Interior of the Royal Festival Hall with an orchestra on stage and people sat in darkness in the auditorium.

Shaham plays Hindemith Violin Concerto with LPO


Two key insights overheard exiting the Royal Festival Hall at the interval last night. First, Hindemith’s Violin Concerto is a surprisingly entertaining listen and second, violinist Gil Shaham remains a captivating performer.

Let’s start with the music. If you’re feeling you’re over familiar with Shostakovich, Hindemith might be your next port of call. Just enough convention in the format. There’s a vague whiff of romanticism too in the harmonies and musical language. But there’s spikiness and awkwardness everywhere. Hindemith is sort of Britten with a bit more lushness. Top line message: Hindemith isn’t anywhere near as scary as you assume his music will be saying his name out loud. And how he loves writing for brass and woodwind. Hindemith ADORES texture.

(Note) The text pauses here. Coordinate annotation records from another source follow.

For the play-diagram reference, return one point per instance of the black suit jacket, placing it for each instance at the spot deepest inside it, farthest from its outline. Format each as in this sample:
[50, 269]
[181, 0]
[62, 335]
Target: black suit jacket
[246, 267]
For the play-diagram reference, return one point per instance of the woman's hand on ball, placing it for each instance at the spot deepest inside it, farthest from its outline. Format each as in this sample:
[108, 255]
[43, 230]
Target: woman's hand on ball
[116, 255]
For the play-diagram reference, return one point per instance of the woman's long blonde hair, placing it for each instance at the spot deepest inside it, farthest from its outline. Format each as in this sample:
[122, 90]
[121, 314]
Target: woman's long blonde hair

This was the third time I’d heard Shaham play live in three years. The first was in the Bruch at the Barbican days before the first U.K. lockdown, the second in Dubai when he performed with the Armenian State Symphony Orchestra. At the Barbican up close he turned up on stage with an endearing humility that made his playing unfussy and accessible. He was the same in Dubai (and the same in conversation – patient, kind and generous). And here at the Royal Festival Hall, playing his part as soloist and, when not playing, knodding, smiling and bouncing to the beat along with his peers.

I’ve been listening to the Hindemith Violin Concerto repeatedly today as a result. A job well done Shaham.